Analysis of the association of the free eag domain with the hERG channel presents a similar problem to that of calmodulin–calcium channel association. To detect potential association, the Trudeau group controlled the expression ratio between the eag domain and the channel subunit so that they operated at the right-hand side of the binding curve (Fig. 1 E). FRET signal was measured using the “spectra FRET” method designed upon a combined system of fluorescence microscope and spectrograph (Zheng et al., 2002; Takanishi et al., 2006). By positioning the spectrograph’s input slit over the edge of each cell, the measured fluorescence signal was predominately from the plasma membrane, which contains properly folded and assembled channel proteins as well as eag domains associated with channels.

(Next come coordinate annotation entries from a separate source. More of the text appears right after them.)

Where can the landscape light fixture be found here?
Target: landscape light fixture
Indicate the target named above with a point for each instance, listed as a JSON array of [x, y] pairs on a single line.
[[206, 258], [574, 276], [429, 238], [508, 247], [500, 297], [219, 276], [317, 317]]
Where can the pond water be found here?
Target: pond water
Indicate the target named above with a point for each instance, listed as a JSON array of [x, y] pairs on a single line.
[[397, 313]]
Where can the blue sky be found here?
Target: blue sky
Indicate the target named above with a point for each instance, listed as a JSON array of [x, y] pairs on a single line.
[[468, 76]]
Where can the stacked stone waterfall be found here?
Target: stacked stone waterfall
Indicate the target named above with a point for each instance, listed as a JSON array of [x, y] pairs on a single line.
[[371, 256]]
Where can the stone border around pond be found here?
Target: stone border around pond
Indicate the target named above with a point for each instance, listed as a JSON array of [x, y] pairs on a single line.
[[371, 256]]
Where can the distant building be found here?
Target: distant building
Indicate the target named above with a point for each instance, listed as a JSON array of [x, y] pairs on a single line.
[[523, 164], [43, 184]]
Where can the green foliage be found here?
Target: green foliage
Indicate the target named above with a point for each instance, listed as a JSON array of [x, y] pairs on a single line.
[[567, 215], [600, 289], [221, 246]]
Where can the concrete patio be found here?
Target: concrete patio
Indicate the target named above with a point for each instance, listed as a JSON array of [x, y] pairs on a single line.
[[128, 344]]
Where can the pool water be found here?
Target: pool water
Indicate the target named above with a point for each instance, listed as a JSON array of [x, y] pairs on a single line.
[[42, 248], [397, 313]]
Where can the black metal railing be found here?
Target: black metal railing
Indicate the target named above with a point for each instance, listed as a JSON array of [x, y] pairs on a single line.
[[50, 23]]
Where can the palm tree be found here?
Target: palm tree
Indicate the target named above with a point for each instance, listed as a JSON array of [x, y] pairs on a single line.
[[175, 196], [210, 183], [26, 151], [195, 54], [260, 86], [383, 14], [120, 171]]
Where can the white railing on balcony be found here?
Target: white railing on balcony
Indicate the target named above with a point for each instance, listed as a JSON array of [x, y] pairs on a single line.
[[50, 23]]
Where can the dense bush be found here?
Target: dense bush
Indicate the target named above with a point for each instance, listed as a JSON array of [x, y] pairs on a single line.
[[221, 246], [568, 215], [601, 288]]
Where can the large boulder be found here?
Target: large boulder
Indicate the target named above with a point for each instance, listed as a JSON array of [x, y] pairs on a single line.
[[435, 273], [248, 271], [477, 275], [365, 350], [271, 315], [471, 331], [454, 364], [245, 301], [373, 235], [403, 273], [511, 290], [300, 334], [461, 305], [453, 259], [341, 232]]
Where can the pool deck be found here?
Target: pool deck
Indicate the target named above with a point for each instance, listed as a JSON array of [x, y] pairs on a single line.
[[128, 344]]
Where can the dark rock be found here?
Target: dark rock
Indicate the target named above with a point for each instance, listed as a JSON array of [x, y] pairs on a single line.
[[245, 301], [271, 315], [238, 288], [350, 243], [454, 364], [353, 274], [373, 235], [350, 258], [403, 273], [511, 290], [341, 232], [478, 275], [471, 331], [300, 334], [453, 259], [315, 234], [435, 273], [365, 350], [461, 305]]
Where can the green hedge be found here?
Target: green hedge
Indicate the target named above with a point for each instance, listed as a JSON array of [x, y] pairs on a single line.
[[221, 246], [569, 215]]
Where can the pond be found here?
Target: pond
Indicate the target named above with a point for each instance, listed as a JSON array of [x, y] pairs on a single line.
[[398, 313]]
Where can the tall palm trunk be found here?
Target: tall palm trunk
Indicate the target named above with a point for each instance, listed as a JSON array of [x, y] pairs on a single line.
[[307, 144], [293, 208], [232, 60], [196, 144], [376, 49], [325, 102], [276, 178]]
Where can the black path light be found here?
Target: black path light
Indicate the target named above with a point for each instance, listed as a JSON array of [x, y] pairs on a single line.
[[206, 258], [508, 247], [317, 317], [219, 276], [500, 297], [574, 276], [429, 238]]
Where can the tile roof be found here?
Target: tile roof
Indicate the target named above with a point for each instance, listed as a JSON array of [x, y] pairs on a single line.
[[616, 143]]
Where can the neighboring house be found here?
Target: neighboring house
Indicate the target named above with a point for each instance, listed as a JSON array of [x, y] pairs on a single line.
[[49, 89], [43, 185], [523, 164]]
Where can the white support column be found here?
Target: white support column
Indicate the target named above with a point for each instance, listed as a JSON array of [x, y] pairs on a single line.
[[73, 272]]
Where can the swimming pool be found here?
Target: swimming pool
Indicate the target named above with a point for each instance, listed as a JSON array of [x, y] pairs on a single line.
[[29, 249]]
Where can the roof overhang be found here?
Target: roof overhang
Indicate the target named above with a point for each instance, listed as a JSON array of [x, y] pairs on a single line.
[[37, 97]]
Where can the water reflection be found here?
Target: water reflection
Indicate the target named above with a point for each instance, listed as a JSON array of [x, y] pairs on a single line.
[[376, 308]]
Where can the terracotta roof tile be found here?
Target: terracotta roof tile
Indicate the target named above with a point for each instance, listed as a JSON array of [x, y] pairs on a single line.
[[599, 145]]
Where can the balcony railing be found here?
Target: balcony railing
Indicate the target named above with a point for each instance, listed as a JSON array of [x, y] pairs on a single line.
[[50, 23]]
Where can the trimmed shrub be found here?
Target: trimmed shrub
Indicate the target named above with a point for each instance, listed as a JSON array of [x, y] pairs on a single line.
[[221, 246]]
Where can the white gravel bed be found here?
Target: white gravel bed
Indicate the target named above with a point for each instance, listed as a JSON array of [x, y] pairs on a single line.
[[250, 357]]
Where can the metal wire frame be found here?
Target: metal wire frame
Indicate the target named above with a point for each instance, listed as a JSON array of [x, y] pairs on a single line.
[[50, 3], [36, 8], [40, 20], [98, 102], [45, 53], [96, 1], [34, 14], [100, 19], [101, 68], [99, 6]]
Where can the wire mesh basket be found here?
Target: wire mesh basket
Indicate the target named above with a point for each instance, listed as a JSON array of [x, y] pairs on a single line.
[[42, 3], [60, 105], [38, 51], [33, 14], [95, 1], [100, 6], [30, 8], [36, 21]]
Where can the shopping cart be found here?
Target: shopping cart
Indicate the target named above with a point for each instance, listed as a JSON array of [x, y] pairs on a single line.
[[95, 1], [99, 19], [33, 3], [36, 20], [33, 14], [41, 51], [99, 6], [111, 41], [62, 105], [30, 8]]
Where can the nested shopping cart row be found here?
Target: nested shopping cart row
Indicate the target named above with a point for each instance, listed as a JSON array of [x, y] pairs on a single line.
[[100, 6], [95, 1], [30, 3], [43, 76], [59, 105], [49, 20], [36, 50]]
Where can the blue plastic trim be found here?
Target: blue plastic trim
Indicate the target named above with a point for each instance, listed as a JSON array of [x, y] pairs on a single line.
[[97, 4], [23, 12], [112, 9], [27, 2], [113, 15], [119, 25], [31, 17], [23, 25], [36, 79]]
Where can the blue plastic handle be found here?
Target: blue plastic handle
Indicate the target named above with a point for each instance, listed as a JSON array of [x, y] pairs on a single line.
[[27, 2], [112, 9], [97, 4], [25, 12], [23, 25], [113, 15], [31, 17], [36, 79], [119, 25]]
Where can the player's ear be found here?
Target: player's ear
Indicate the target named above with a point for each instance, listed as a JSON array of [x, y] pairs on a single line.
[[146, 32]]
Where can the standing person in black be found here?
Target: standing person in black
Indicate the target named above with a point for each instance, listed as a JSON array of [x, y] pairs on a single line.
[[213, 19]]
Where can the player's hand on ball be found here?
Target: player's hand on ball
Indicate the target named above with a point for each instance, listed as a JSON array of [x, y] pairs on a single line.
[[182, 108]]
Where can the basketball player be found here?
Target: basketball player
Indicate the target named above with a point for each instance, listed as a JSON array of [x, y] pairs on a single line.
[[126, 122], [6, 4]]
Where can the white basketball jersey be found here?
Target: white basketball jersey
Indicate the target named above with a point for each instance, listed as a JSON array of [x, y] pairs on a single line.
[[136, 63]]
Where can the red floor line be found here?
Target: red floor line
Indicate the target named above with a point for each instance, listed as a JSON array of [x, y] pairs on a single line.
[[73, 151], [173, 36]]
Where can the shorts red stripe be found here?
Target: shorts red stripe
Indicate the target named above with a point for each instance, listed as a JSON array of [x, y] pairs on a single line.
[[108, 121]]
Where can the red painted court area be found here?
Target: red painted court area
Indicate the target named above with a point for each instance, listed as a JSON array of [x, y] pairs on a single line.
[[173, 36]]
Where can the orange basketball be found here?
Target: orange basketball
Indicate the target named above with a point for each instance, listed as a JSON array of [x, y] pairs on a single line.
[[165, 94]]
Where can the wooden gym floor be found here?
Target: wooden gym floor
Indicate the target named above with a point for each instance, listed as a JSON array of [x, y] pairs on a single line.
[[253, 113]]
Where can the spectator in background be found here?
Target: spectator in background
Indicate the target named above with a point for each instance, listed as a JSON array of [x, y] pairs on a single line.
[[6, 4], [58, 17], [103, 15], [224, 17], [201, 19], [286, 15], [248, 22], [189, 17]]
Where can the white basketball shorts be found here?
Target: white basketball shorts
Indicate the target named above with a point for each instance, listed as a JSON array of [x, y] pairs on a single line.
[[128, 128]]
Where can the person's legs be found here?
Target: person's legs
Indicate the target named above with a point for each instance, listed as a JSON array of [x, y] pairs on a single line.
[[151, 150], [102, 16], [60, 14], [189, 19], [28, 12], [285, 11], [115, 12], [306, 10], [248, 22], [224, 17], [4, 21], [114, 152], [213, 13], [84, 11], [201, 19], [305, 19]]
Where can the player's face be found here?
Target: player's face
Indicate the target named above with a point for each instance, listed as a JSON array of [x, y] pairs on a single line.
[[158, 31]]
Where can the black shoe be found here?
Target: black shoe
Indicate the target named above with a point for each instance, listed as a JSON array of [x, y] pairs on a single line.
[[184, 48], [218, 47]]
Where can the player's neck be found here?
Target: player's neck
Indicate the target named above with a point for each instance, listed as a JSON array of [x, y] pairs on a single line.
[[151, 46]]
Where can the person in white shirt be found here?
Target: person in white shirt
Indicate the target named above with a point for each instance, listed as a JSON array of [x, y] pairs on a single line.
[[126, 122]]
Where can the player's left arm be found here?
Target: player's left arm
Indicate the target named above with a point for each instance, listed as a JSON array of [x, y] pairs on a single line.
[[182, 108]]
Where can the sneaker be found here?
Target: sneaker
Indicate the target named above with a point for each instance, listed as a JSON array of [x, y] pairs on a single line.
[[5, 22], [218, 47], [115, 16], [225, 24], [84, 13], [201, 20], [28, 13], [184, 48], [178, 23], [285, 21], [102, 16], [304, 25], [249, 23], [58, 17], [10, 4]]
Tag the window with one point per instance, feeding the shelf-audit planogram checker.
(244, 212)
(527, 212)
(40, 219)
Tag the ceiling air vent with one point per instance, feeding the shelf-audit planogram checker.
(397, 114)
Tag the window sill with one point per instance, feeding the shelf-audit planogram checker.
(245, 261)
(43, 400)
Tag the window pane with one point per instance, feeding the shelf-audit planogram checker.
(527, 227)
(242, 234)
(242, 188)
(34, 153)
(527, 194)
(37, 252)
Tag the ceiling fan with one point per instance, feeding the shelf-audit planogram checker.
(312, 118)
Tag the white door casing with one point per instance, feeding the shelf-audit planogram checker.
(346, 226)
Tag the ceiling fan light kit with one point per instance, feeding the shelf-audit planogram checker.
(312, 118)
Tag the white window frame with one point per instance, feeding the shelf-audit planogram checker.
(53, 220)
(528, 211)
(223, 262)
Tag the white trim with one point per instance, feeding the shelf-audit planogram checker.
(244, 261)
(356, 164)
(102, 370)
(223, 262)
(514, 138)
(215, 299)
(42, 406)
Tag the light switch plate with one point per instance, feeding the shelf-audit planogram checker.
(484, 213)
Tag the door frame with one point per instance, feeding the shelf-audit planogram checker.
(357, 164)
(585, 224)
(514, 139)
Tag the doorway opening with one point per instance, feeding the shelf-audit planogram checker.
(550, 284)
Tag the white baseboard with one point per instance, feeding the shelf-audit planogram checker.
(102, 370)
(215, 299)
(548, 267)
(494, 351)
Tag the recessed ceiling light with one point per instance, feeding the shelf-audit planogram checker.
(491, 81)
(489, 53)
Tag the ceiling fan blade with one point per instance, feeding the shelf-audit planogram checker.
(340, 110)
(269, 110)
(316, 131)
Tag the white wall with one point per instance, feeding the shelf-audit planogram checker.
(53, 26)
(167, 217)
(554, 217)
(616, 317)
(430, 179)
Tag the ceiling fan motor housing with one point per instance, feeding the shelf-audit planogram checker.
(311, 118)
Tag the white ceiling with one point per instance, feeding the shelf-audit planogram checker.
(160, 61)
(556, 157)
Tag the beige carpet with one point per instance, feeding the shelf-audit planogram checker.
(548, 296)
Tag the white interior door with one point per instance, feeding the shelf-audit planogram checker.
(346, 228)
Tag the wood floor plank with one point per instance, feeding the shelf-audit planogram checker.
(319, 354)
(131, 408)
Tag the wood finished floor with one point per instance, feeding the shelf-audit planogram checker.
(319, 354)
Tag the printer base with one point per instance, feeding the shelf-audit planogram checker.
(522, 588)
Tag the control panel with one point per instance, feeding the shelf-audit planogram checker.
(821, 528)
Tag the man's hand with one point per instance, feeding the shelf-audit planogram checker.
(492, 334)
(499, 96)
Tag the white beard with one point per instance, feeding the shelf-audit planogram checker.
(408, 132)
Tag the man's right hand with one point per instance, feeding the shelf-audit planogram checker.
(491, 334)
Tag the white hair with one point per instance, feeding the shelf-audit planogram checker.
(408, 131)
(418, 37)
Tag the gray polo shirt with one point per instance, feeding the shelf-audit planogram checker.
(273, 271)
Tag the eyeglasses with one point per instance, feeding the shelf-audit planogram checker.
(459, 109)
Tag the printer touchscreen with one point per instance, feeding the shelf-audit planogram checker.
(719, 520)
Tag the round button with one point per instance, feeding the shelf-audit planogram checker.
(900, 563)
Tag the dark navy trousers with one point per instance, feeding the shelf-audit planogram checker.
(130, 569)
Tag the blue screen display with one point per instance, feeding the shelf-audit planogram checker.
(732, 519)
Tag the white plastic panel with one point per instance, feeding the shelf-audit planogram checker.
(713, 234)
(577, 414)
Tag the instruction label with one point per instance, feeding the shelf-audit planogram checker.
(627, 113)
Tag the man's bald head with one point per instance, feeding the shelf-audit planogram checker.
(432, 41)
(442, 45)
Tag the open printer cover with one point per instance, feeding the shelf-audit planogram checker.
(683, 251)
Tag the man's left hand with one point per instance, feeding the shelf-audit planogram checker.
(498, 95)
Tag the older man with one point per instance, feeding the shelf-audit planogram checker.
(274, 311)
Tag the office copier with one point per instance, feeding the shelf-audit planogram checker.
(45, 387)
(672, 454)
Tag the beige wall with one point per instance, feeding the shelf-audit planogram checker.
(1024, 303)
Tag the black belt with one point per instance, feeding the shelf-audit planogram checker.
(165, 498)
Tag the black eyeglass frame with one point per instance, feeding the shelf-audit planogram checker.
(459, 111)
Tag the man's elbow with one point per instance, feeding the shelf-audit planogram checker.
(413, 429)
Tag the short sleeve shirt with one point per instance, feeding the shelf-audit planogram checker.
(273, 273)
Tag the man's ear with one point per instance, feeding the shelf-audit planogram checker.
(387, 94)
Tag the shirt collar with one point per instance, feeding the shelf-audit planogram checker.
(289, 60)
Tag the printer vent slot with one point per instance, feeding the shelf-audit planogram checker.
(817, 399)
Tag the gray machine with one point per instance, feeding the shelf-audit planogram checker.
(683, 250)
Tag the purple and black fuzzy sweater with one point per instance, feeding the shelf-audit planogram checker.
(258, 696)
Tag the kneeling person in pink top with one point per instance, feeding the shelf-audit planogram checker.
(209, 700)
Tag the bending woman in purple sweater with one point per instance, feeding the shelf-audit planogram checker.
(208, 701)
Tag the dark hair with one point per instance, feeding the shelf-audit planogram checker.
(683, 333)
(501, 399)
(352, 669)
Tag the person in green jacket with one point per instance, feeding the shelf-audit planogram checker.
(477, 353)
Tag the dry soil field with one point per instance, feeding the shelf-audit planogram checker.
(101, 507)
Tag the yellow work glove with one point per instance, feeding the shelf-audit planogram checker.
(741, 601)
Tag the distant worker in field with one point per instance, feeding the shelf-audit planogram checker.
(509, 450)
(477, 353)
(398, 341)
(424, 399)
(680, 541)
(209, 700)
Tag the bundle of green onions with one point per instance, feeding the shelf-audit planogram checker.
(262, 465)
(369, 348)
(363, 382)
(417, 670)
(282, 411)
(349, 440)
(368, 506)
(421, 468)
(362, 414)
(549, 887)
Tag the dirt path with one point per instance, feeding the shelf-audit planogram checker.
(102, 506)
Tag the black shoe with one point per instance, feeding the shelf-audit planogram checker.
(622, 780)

Furthermore, FRET was measured from the acceptor fluorophore (Citrine, which is an improved version of the yellow fluorescence protein) that was attached to the channel subunit. This design is critical because it ensures that a FRET signal is detected only when the eag domain is bound to the channel, i.e., operating on the right-hand side of the binding curve (Fig. 1 E). The donor fluorescence from eag-tagged cyan fluorescence protein (CFP) was subtracted during FRET analysis; thus, even though the area of the cell covered by the spectrograph slit might contain some unbound eag domains, it would not affect FRET detection. The earlier FRET study (Fernández-Trillo et al., 2011) quantified FRET from the donor fluorophore CFP that was attached to the free eag domain. Should a significant fraction of unbound eag domains be included in the analysis (that is, operating on the left-hand side of the binding curve; Fig. 1 E), the FRET signal from bound eag domains would be covered. (If there was no association of the eag domain to the channel, measurements from the plasma membrane area with a TIRF system would only collect the channel-tagged acceptor fluorescence but not the free eag-tagged donor fluorescence; hence, there would be no donor fluorescence to quantify FRET from.)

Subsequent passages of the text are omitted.